Bat radar

Aberdeen University scientists have shown that there is a significant reduction in bat activity when a portable radar beam is directed at their foraging sites.


Large numbers of bats are killed by colliding with turbine blades or by experiencing sudden depressurisation immediately adjacent to the blade.


In an attempt to reduce this mortality rate, Aberdeen University scientists Barry Nicholls and Paul Racey, funded by the People’s Trust for Endangered Species (PTES), have shown that there is a significant reduction in bat activity when a portable radar beam is directed at their foraging sites.


There are now 206 operational wind farms across the UK, with 2,381 turbines in use. Plans for another 444 sites means that the effects on the UK’s bat population not to mention birds could be significant.


Although little work has been carried out in the UK, a six-week study on two American farms in 2004 recorded a total of more than 4,500 bat fatalities from collisions with the turbines.


Attempts at mitigating bird collisions with wind turbines have typically involved the use of visual stimuli to make the turbine blades more conspicuous.


However, this clearly would not work well for bats, where hearing is their primary sense. Anecdotal evidence, including that of bats foraging offshore in Sweden avoiding an area around Utgrunden lighthouse, where a powerful radar was in permanent operation, led Nicholls and Racey to investigate whether a deterrent effect can be replicated by using a small portable radar system.


Over the summers of 2007 and 2008 they carried out repeated experiments using both rotating and fixed radar antenna, and different pulse lengths to see which  if any methods were the most effective.


Encouragingly, their results demonstrated that an electromagnetic signal from a small radar unit with a fixed antenna significantly reduced the foraging activity of bats within 30m of the unit. The effect is reversible  bats return when the radar is switched off and not all bats leave when it is switched on.

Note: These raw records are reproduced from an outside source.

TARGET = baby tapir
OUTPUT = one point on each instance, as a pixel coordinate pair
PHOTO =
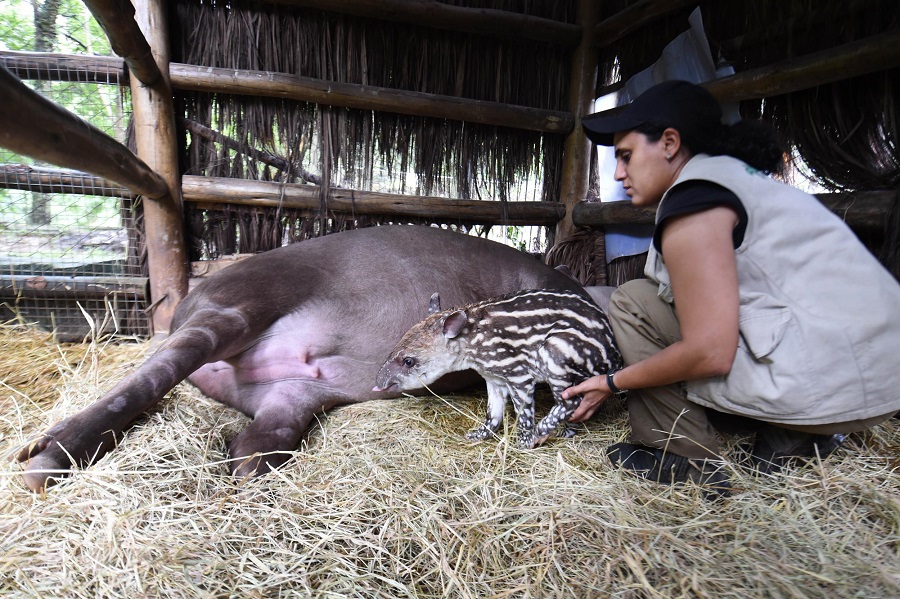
(514, 342)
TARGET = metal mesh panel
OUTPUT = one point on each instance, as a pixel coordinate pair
(69, 242)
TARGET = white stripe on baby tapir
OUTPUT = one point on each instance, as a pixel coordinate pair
(514, 342)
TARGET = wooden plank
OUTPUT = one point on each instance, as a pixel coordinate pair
(367, 97)
(116, 18)
(861, 209)
(34, 126)
(211, 190)
(157, 143)
(430, 13)
(577, 152)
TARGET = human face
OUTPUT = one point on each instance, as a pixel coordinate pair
(642, 167)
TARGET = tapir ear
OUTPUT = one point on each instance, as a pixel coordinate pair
(434, 304)
(454, 324)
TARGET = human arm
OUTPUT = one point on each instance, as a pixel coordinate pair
(699, 254)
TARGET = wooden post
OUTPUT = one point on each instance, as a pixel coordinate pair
(154, 129)
(578, 148)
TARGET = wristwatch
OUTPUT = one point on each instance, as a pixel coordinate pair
(612, 386)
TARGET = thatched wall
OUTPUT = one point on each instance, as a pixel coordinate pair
(365, 149)
(845, 131)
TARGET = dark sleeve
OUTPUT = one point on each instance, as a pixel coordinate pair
(694, 196)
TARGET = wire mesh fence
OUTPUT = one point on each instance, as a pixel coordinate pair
(69, 242)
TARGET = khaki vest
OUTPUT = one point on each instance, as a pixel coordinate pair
(819, 315)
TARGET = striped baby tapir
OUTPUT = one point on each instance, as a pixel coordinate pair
(514, 342)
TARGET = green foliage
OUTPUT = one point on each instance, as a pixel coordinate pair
(104, 106)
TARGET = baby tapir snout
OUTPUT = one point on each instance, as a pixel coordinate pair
(514, 342)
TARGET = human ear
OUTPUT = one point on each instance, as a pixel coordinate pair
(671, 142)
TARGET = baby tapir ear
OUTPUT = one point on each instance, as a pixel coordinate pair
(434, 304)
(454, 324)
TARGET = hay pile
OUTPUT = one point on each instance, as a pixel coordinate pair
(387, 500)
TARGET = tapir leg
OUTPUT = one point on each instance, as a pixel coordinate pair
(84, 437)
(498, 395)
(277, 428)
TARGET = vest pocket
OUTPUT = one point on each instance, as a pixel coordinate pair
(770, 375)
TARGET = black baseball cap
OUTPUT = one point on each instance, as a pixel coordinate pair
(678, 104)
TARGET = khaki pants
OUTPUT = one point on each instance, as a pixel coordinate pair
(662, 416)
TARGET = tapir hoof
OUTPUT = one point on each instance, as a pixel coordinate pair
(50, 457)
(258, 464)
(45, 463)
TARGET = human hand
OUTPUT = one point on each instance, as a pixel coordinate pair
(594, 392)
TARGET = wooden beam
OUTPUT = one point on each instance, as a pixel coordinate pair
(430, 13)
(861, 209)
(274, 161)
(870, 55)
(154, 134)
(34, 126)
(116, 18)
(634, 17)
(367, 97)
(212, 190)
(577, 151)
(43, 66)
(37, 65)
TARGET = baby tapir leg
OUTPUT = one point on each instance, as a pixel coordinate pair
(559, 414)
(523, 402)
(498, 395)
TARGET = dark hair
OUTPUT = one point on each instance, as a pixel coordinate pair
(754, 142)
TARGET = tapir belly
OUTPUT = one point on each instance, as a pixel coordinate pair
(302, 357)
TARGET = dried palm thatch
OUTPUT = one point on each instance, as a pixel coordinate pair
(846, 131)
(367, 149)
(385, 499)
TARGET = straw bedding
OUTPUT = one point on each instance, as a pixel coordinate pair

Commenting on these initial findings, Nida Al-Fulaij, development officer at the PTES, said: ‘We are delighted that this important research is leading to practical conservation outcomes that will effectively protect bat populations.’


Future work now needs to be conducted by radar engineers, working in conjunction with bat biologists, to develop a portable radar system that can be manipulated to produce a wider range of electromagnetic outputs. The parameters most likely to be important are the frequency, pulse length/pulse repetition rate and power output of the signal.